Namun karena orang yang menumpang di rumah anda telah mneguasai seluruh rumah, bahkan tindakannya didukung oleh tetangga-tetangga anda yang mudah dipengaruhi. Maka anda berjuang sendiri, anda tak mempunyai pembela satupun. Hingga akhirnya anda dicap sebagai pengganggu (teroris) dan harus diusir dari rumah anda sendiri, sebab dianggap tidak cakap mengelola rumah serta selalu mengganggu kehidupan si orang numpang. Adilkah itu?

Demikain juga logika warga Palestina. Siapa pun mereka, entah Islam, entah Kristen, asalkan warga Palestina, itulah yang menjadi sasaran kebencian Israel. Sebab warga Plalestina dianggap sebagai penghalang perluasan wilayah zionis yang diidam-idamkan sejak lama menjadi sebuah peradaban baru.

Mungkin ada benarnya ketika Presiden Ukraina, Vledemir Zolinzky, menyebut apa yang dialami warga Ukraina berbeda dengan warga Palestina. Jelas berbeda, sebab warga Palestina tak bisa merayakan Natal, sedangkan warga Ukraina masih bisa merayakan natal, karena Rusia masih memiliki hati nurani tidak memborbardir habis negara Ukraina.

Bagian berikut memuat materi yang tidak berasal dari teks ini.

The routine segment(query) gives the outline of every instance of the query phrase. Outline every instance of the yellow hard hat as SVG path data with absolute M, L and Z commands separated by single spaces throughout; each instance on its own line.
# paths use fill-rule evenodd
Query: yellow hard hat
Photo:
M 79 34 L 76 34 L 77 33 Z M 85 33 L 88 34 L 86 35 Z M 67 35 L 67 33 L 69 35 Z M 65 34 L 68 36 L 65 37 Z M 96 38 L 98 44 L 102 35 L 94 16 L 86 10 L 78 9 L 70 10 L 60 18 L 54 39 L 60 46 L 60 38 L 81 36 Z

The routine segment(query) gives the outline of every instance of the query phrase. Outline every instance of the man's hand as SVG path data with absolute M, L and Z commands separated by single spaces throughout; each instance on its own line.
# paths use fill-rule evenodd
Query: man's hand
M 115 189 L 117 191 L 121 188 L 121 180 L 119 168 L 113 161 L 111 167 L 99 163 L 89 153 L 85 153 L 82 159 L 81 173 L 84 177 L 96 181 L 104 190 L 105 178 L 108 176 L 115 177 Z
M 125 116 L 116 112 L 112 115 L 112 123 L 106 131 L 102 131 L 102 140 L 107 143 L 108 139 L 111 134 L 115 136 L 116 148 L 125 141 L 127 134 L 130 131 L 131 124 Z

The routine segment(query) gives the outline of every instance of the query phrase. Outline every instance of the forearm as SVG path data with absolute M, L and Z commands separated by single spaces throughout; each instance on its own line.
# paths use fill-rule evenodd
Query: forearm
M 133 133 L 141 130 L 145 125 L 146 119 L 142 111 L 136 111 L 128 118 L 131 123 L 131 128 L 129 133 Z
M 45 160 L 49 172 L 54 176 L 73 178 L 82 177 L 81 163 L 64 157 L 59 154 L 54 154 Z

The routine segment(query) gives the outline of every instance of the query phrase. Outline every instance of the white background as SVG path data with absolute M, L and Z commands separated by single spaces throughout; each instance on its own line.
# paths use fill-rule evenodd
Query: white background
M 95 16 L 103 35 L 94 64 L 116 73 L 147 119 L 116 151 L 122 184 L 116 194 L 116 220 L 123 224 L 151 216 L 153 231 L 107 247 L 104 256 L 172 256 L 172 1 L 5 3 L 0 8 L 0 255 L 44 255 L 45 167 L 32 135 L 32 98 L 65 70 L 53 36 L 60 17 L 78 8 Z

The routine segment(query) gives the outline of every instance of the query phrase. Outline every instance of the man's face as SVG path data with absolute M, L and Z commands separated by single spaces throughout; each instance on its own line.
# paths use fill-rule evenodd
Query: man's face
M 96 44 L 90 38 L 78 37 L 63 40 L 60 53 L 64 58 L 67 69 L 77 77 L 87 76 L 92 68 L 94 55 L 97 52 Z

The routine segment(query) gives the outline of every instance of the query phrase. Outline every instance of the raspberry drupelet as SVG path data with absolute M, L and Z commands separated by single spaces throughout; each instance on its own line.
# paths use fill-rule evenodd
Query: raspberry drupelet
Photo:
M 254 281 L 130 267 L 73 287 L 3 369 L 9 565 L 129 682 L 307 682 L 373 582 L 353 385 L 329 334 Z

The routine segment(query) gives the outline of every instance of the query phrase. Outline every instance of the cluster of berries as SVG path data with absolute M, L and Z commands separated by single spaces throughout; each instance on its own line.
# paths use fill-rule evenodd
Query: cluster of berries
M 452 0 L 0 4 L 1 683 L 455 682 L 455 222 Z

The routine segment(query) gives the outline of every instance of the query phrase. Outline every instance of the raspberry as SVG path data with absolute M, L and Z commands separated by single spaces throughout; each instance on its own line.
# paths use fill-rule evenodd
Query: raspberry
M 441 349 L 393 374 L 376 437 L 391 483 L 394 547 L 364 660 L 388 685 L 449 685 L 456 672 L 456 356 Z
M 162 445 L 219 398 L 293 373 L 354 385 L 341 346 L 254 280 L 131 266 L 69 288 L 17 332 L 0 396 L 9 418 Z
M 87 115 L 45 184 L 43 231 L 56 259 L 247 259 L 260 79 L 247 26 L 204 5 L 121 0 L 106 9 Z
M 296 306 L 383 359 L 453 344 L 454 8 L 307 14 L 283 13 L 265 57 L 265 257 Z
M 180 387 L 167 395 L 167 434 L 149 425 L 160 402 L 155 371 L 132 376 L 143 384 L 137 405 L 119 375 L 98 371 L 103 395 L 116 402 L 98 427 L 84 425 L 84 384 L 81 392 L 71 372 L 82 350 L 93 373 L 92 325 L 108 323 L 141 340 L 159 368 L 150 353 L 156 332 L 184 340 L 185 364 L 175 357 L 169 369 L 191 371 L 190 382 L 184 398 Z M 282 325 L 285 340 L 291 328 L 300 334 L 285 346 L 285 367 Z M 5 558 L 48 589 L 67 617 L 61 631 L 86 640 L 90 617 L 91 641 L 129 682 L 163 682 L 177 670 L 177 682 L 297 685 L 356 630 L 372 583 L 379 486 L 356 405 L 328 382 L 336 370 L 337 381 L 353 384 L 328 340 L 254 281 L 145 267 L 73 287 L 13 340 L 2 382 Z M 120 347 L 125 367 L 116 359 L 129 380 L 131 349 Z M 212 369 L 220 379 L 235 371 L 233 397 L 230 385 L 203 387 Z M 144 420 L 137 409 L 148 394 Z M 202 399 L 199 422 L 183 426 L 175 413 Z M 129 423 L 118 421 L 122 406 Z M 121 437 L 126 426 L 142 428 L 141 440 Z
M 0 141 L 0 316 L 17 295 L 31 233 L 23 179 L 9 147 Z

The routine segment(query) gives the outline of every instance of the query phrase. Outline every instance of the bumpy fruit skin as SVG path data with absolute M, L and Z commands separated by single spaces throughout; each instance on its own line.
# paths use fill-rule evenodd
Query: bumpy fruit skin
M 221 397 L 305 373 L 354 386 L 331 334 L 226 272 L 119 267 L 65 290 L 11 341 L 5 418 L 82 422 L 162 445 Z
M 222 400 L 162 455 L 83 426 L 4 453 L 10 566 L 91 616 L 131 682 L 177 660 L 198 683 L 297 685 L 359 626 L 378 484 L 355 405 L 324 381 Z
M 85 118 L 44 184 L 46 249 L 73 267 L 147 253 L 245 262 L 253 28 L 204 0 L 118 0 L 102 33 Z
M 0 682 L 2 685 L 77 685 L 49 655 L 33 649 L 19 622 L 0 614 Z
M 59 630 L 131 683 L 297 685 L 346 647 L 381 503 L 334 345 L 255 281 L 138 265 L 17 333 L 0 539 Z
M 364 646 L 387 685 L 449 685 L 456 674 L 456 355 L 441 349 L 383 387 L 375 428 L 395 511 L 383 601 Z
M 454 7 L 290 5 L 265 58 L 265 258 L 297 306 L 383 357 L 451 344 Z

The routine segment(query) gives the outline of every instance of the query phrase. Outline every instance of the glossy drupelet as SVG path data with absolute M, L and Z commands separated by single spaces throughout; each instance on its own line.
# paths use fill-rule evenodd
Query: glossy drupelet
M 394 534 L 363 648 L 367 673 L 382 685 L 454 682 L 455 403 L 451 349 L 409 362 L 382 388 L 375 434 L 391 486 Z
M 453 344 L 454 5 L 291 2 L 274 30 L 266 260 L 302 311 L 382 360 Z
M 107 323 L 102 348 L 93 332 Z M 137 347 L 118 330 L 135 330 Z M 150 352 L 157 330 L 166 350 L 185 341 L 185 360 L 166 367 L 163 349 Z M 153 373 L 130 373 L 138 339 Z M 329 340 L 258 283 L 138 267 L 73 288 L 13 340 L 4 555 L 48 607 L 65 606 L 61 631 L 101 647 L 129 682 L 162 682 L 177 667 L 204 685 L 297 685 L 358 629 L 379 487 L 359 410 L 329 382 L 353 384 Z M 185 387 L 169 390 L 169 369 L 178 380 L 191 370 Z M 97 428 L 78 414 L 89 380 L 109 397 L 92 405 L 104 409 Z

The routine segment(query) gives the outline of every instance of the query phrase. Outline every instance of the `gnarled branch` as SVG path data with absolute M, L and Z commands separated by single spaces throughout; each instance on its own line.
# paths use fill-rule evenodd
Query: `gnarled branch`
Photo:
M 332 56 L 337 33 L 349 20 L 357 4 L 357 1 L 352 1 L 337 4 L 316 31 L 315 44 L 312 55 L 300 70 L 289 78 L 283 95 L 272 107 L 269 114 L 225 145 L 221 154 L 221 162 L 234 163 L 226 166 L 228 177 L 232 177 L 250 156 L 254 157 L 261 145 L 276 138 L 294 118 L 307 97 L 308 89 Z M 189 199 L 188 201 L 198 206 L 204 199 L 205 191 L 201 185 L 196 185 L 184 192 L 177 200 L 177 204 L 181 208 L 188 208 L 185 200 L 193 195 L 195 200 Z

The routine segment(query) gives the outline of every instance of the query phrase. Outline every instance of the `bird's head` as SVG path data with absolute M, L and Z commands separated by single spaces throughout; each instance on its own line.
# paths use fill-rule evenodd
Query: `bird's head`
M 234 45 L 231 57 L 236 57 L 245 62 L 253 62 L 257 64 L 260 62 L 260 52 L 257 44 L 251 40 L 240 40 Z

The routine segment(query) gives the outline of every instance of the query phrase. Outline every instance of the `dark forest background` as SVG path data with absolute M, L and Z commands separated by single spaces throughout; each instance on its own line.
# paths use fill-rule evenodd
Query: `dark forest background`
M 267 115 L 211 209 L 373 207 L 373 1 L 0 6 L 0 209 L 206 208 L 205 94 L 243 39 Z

Jumlah korban tewas mengingatkan korban Holocaust 

Sikap frustasi dan setengah-setengah dalam menjalani tugas perang memang terlihat jelas dari tentara IDF. Bagaimana mereka sering menyerang gedung-gedung kosong, menembaki rekannya sendiri (friendly fire) dan berbagai kondisi sakit jiwa parah setelah pulang dari Gaza. 

Seakan tumbal, mereka tetap dipaksakan berperang oleh Perdana Menterinya, Benyamin Netanyahu. Sehingga bisa dimaklumi bila kelakuan mereka di medan tempur seakan tidak menunjukkan mental prajurit sejati. Seperti membuat rekaman video yang berisi pelecehan terhadap kematian dan kelaparan warga Palestina. Sungguh bukan sikap seorang kesatria sejati!

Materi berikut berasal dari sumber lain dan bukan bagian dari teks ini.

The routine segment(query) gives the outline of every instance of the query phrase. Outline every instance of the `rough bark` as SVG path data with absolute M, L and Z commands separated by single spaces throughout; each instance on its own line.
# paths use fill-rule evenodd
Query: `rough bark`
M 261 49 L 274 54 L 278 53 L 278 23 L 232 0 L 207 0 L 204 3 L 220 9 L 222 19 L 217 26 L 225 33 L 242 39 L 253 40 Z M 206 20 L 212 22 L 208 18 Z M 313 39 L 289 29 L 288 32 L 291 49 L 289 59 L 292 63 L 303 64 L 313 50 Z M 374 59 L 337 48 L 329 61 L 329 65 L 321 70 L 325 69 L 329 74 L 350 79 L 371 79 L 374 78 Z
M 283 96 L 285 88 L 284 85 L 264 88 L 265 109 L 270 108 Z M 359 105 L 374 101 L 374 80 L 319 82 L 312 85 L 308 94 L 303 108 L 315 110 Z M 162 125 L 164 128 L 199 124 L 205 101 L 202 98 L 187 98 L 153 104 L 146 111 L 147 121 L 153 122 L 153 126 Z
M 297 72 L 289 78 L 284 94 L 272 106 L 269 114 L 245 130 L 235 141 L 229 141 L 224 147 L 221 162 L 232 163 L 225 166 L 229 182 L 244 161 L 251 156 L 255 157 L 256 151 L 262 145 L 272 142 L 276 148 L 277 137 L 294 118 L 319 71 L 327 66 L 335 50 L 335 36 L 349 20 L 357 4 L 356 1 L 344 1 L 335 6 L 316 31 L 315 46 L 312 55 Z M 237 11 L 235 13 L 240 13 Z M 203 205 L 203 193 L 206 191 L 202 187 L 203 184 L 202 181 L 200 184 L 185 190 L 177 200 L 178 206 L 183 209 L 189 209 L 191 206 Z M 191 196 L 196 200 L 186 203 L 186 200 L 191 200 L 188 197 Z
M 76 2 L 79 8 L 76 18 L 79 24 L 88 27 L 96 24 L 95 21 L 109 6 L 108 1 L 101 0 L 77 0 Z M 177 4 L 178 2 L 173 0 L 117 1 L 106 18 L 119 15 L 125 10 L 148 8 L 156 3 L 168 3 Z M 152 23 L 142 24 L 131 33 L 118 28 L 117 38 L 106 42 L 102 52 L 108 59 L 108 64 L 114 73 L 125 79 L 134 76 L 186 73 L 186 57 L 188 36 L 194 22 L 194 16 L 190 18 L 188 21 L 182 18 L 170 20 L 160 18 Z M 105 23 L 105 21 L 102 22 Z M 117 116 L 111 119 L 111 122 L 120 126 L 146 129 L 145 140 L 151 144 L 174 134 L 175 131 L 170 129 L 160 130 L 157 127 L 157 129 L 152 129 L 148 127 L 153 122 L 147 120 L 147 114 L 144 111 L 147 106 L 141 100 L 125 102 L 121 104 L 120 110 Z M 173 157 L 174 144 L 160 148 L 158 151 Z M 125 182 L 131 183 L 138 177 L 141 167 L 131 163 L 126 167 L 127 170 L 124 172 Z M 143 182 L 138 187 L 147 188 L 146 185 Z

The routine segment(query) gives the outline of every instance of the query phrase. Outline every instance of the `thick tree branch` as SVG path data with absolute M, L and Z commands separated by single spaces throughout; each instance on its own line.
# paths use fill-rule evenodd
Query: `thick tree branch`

Sikap putus asa yang ditunjukkan tentara IDF jelas terlihat dari sasaran-sasaran serangan mereka, yang terkadang harus digarisbawahi sebagai "tidak karu-karuan." Akibatnya bisa dibayangkan lebih parah dari peristiwa Holocaust yang dialami nenek moyangnya, kocar kacir mencari tumpangan hidup ke negara lain.

Jika korban tewas peristiwa Holocaust sebagaimana dikutip dari Wikipedia Indonesia, diperkirakan 17 juta jiwa. Maka yang terjadi terhadap warga Palestina saat ini mengingatkan peristiwa tersebut, yakni telah hampir 21 ribu jiwa tewas.

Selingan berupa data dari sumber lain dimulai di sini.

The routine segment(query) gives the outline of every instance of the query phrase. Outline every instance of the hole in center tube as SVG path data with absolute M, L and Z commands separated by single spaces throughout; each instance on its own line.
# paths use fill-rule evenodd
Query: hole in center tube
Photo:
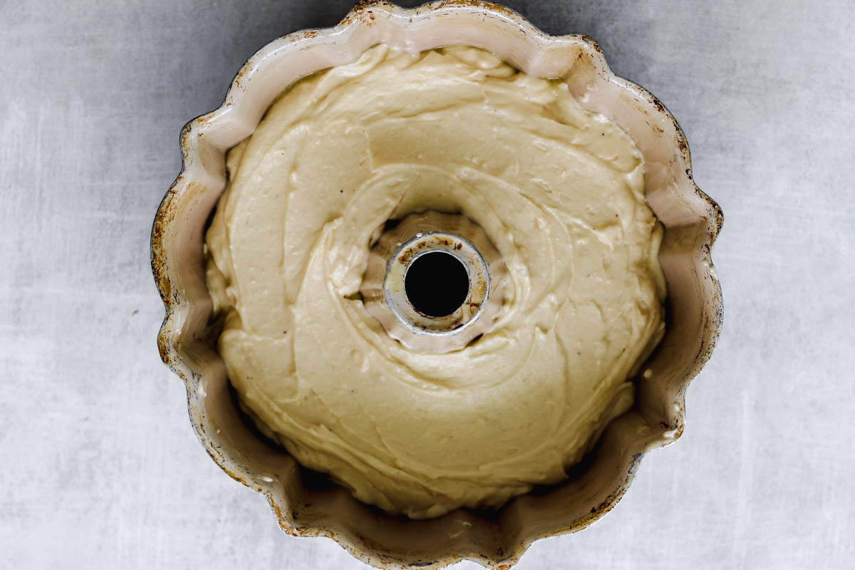
M 444 251 L 421 256 L 407 268 L 404 287 L 410 304 L 429 317 L 457 310 L 469 293 L 469 275 L 459 259 Z

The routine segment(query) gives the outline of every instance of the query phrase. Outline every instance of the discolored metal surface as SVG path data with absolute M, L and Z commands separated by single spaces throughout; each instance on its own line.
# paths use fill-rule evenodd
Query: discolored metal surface
M 425 314 L 408 297 L 408 270 L 425 255 L 443 252 L 466 269 L 465 298 L 453 312 Z M 407 348 L 450 352 L 490 331 L 502 308 L 504 263 L 484 231 L 459 214 L 411 214 L 383 232 L 371 249 L 361 292 L 365 309 Z M 443 295 L 437 280 L 436 295 Z
M 421 51 L 448 44 L 481 47 L 522 71 L 563 79 L 588 110 L 634 139 L 647 166 L 648 202 L 665 228 L 660 262 L 671 320 L 661 348 L 642 367 L 636 406 L 604 431 L 583 473 L 518 497 L 498 511 L 458 509 L 404 520 L 319 485 L 292 458 L 242 424 L 227 379 L 205 336 L 211 301 L 203 271 L 203 231 L 225 188 L 224 152 L 251 134 L 268 106 L 294 80 L 352 61 L 376 42 Z M 157 213 L 152 270 L 167 309 L 162 357 L 182 378 L 194 429 L 226 473 L 269 499 L 280 526 L 326 536 L 377 567 L 440 567 L 463 560 L 506 568 L 531 543 L 584 528 L 626 491 L 643 454 L 682 432 L 685 390 L 709 358 L 722 321 L 710 249 L 718 206 L 694 185 L 688 147 L 668 111 L 644 89 L 610 71 L 590 38 L 544 34 L 507 9 L 439 2 L 404 10 L 361 3 L 338 26 L 290 34 L 259 50 L 235 78 L 222 107 L 182 133 L 184 167 Z

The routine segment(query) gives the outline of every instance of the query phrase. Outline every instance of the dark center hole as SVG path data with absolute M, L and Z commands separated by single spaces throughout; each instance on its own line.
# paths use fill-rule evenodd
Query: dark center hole
M 444 317 L 457 310 L 469 292 L 469 276 L 459 259 L 443 251 L 417 257 L 404 278 L 407 298 L 419 313 Z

Mereka tewas bukan karena perang one by one melawan Israel. Namun karena diserang dan dibombardir dengan pesawat tempur. Jelas melanggar hukum perang international karena menyerang warga sipil, rumah sakįt, tempat ibadah, dan tempat pengungsian. Tapi toh dengan sikap pongah, Israel tetap melakukan hal tersebut.

Bahkan kabar terakhir yang menyayat hati, adalah ditemukannya jenazah -jenazah warga Palestina dalam kondisi mengenaskan, sebab organ organ dalamnya sudah tak ada lagi, yang kabarnya dijual oleh tentara Israel.

Dan ternyata peristiwa seperti itu bukan hal baru lagi. Sebab telah sejak lama, Israel melakukan hal-hal serupa terhadap pekerja atau pun warga Palestina yang tewas karena pertempuran. Bukan rahasia lagi bila laboratorium medis negara zionis ini memiliki sample pasokan kulit dan organ manusia terbanyak di dunia. Dan kabar terakhir menyebut, organ dalam hilang biasanya ginjal dijual ke perdagangan pasar gelap internasional, yang bila dirupiahkan seharga 2,2 miliar!
Sedemikian buruknya perlakuan Israel terhadap warga Plalestina, namun baru terendus dunia baru baru ini saja. 

Nah jika anda sebagai pemilik rumah yang terusir akibat orang yang menumpang. Untuk kemudian organ dalam anggota keluarga anda diambil demi keserakahan materi, atau demi alasan penelitian kesehatan tanpa seizin anda. Apakah anda rela?

Setelah puluhan ribu warga sipil Palestina tewas dibombardir Israel. Bukan hanya wanita, anak anak, orang lanjut usia, bahkan bayi prematur pun mati perlahan tak berdaya. Lalu kemudian kuburan pun dibuldoser, hingga akhirnya terungkap pencurian organ dalam dari jenazah terbaru. Masih manusiakah yang melakukan itu?


Wait and see. Jangan-jangan IDF hanya tentara boneka yang dipaksakan bergerak demi pemimpin yang terlampau tinggi harga diri, ambisiius dan kehilangan hati nurani?